The Victoria Database Online allows you to search over 100,000 records listing books, articles, and dissertation abstracts published from 1945 to 2012 on every field of nineteenth-century British studies.  Keep in mind that this is not a database strictly on LITERARY topics, but all aspects of the Victorian era.  It is always best to be cautious not to assume that an author is making reference to an event, philosophy, or discussion taking place in his or her era without knowing FOR CERTAIN that the author was aware of the issue, and was actually addressing it (even if implicitly) in his or her works.

Victorianweb.org

(From the site's "What is the Victorian Web?" page):
The Victorian Web, which originated in hypermedia environments (Intermedia, Storyspace) that existed long before the World Wide Web, is one of the oldest academic and scholarly websites. It takes an approach that differs markedly from many Internet projects...

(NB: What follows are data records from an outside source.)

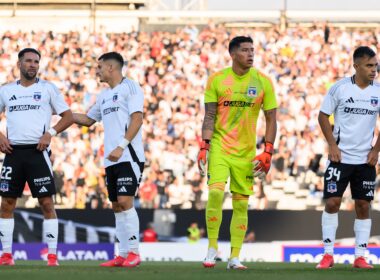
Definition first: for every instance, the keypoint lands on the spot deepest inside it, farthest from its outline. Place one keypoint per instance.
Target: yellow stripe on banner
(218, 186)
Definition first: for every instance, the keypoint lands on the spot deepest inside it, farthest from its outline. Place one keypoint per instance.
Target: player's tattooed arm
(209, 120)
(271, 125)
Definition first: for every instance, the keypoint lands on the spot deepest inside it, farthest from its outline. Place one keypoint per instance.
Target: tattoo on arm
(270, 113)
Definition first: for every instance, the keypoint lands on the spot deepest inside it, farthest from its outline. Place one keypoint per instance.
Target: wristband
(205, 145)
(124, 143)
(268, 148)
(52, 132)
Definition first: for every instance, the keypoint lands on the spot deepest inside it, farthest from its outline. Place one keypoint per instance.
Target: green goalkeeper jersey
(239, 100)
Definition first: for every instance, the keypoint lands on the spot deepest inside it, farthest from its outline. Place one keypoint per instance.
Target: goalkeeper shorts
(239, 171)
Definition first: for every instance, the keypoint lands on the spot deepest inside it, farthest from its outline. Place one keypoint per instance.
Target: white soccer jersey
(29, 109)
(114, 107)
(355, 113)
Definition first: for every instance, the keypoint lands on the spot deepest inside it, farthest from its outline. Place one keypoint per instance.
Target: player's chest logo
(37, 96)
(374, 101)
(115, 97)
(252, 92)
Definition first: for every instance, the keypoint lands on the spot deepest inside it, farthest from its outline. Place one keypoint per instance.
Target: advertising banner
(313, 254)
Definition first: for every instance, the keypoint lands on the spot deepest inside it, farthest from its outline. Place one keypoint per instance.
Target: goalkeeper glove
(202, 156)
(261, 163)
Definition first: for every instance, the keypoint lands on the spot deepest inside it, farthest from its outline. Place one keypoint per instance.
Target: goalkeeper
(233, 99)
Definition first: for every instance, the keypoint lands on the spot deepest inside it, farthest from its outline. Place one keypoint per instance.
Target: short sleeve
(330, 102)
(95, 111)
(57, 101)
(211, 95)
(269, 100)
(2, 103)
(135, 98)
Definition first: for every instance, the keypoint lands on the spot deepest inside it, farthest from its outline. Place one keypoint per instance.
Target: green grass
(83, 270)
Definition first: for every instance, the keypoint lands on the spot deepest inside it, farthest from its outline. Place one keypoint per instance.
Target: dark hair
(24, 51)
(235, 42)
(112, 55)
(363, 51)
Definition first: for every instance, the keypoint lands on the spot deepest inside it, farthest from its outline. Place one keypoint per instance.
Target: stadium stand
(172, 68)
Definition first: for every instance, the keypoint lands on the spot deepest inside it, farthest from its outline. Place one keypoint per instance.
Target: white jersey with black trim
(114, 107)
(355, 113)
(29, 109)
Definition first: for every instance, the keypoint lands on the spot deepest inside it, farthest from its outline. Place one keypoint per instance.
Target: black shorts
(27, 164)
(360, 176)
(123, 179)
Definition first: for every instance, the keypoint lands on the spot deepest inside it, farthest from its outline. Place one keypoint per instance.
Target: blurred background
(170, 48)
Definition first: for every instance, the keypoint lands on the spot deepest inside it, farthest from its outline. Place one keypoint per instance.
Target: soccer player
(233, 99)
(29, 104)
(354, 101)
(120, 107)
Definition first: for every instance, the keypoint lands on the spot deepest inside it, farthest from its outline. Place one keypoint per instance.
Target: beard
(28, 76)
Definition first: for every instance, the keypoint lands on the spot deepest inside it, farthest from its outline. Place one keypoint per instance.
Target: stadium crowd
(172, 69)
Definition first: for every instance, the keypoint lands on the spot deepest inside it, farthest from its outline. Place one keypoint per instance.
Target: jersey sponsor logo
(4, 186)
(238, 104)
(42, 190)
(332, 187)
(23, 108)
(249, 178)
(37, 96)
(369, 185)
(42, 181)
(125, 179)
(370, 193)
(110, 110)
(252, 92)
(359, 111)
(128, 181)
(374, 101)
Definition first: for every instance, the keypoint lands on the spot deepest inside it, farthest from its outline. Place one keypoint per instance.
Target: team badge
(374, 101)
(37, 96)
(252, 92)
(4, 186)
(332, 187)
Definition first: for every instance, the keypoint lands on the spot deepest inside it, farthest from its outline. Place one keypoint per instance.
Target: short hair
(363, 51)
(112, 55)
(26, 50)
(235, 42)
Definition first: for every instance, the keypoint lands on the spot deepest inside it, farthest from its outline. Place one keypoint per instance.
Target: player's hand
(5, 146)
(202, 157)
(116, 154)
(373, 157)
(262, 162)
(334, 153)
(44, 142)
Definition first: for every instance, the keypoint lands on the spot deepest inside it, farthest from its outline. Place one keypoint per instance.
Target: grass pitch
(83, 270)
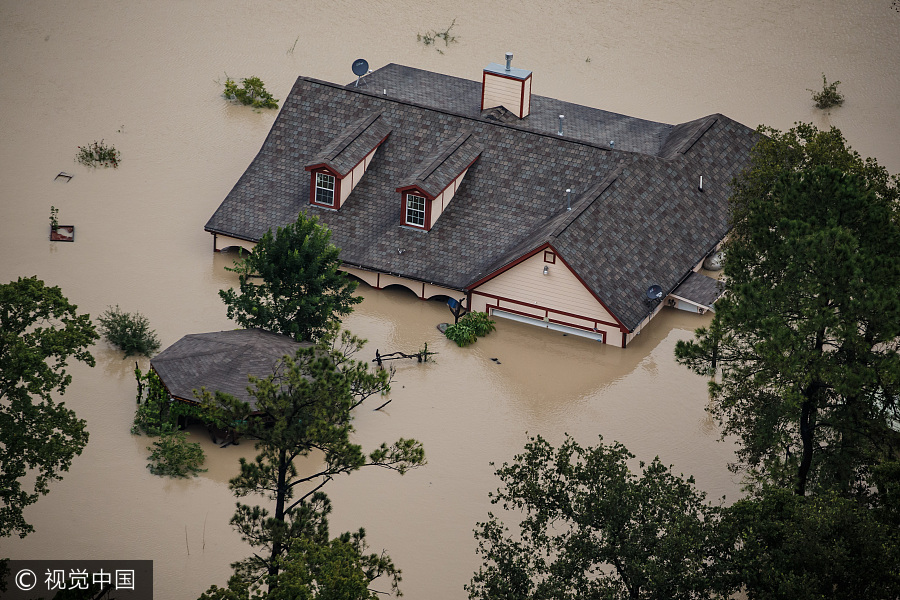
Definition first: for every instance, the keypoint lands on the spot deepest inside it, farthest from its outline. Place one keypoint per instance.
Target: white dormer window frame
(326, 189)
(414, 214)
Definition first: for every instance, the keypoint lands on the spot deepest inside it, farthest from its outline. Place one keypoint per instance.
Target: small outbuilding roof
(699, 289)
(221, 361)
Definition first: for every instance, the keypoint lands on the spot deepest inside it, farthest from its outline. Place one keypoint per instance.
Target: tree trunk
(279, 514)
(807, 419)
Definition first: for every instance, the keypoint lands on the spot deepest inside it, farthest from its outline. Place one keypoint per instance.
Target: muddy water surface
(147, 78)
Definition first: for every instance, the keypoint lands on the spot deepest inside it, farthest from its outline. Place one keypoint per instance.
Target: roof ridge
(351, 134)
(477, 119)
(587, 199)
(710, 120)
(440, 159)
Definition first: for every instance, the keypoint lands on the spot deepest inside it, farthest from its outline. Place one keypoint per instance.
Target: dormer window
(337, 169)
(430, 188)
(415, 210)
(324, 189)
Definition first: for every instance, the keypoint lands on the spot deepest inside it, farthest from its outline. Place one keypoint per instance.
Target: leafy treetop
(301, 288)
(804, 346)
(303, 408)
(40, 331)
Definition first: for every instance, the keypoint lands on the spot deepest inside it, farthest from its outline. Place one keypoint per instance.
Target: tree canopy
(301, 288)
(594, 529)
(305, 407)
(803, 347)
(39, 332)
(780, 545)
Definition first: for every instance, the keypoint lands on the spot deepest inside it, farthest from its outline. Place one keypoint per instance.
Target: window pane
(324, 189)
(415, 210)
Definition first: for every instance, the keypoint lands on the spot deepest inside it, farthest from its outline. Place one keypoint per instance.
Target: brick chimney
(508, 87)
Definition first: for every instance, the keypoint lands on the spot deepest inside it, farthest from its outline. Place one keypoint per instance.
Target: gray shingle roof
(349, 148)
(439, 170)
(637, 217)
(220, 361)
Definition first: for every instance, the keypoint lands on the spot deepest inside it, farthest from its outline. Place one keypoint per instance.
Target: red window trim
(403, 208)
(337, 188)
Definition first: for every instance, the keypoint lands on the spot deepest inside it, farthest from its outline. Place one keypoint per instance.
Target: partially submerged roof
(699, 289)
(221, 361)
(439, 170)
(637, 216)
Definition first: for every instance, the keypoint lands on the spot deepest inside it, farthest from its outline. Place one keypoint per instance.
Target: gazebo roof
(220, 361)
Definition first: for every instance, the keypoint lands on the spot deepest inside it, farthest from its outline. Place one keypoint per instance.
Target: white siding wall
(502, 91)
(526, 105)
(549, 295)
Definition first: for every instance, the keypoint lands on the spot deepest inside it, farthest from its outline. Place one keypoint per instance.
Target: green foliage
(307, 403)
(302, 289)
(39, 332)
(829, 96)
(470, 327)
(98, 154)
(173, 456)
(250, 91)
(594, 529)
(804, 346)
(156, 412)
(316, 567)
(461, 334)
(781, 545)
(129, 332)
(430, 38)
(481, 323)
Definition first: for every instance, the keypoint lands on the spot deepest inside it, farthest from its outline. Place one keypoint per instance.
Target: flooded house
(526, 207)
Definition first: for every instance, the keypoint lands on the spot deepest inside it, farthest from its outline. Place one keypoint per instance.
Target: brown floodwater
(147, 77)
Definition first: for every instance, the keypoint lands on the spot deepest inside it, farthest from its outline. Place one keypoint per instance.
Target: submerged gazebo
(220, 361)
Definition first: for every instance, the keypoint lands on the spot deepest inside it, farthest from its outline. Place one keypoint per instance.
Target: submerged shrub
(98, 154)
(250, 91)
(829, 96)
(173, 456)
(129, 332)
(469, 328)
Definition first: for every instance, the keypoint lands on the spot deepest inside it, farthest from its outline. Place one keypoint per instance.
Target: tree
(304, 407)
(803, 347)
(39, 332)
(594, 529)
(781, 545)
(301, 291)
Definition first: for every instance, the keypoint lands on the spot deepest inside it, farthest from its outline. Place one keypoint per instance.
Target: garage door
(594, 335)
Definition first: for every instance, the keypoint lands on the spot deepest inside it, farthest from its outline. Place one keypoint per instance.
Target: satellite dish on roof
(360, 67)
(654, 292)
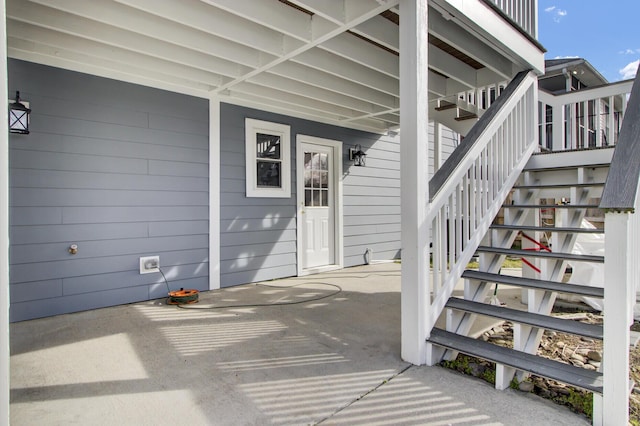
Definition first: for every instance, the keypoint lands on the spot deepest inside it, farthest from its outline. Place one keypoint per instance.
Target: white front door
(318, 202)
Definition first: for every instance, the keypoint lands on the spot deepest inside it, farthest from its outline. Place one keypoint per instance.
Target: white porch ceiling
(331, 61)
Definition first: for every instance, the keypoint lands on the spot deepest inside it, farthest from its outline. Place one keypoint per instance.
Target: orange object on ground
(182, 297)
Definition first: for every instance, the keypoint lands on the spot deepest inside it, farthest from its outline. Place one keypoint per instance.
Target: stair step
(541, 254)
(560, 185)
(523, 317)
(468, 116)
(445, 106)
(581, 290)
(565, 373)
(548, 229)
(551, 206)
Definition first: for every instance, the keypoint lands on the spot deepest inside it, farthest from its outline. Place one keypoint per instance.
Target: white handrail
(465, 204)
(587, 118)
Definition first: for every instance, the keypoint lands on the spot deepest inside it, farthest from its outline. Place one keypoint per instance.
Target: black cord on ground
(261, 305)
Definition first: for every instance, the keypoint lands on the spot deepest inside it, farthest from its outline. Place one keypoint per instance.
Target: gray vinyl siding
(258, 235)
(120, 170)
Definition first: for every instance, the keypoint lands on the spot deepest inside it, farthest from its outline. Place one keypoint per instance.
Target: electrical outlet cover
(149, 264)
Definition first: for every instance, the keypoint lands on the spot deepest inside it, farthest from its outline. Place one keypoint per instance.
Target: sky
(605, 33)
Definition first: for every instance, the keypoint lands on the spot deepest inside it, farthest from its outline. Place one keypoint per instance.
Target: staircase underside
(566, 188)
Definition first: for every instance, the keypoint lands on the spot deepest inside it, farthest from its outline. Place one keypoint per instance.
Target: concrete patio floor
(332, 361)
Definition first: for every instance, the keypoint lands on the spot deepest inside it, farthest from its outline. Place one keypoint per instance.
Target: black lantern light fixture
(357, 155)
(19, 117)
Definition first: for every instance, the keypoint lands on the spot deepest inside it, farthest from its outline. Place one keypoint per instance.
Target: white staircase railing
(469, 189)
(621, 203)
(587, 118)
(522, 12)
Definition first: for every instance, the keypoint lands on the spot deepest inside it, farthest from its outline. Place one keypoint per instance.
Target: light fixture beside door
(19, 116)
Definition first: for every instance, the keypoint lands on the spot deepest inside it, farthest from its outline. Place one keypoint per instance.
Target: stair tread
(559, 185)
(549, 229)
(446, 106)
(543, 254)
(463, 117)
(523, 317)
(565, 373)
(551, 206)
(581, 290)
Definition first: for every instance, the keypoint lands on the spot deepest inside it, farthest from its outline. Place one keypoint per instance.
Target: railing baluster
(471, 195)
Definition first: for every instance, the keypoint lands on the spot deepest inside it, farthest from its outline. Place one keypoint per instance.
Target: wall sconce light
(357, 155)
(19, 116)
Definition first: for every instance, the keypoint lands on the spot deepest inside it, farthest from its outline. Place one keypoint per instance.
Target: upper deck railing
(524, 13)
(623, 181)
(587, 118)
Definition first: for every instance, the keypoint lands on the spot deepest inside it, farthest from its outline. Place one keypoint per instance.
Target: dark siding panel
(118, 169)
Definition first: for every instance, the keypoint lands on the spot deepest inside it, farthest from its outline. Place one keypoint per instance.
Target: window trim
(252, 128)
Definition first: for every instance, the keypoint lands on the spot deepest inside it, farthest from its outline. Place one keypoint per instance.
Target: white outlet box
(149, 264)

In the Victorian Web we encounter books, paintings, political events, and eminent and not-so-eminent Victorians in multiple contexts, which we can examine when and if we wish to do so. The Victorian Web also differs fundamentally from websites like Wikipedia and many reference works, such as Britannica, and the Oxford Dictionary of National Biography: Each of these justly renowned sites (which authors of material on this site use frequently) aims to present a single authoritative view of its subject. In contrast, the multivocal Victorian Web encourages multiple points of view and debate, in part because matters of contemporary interest rarely generate general agreement.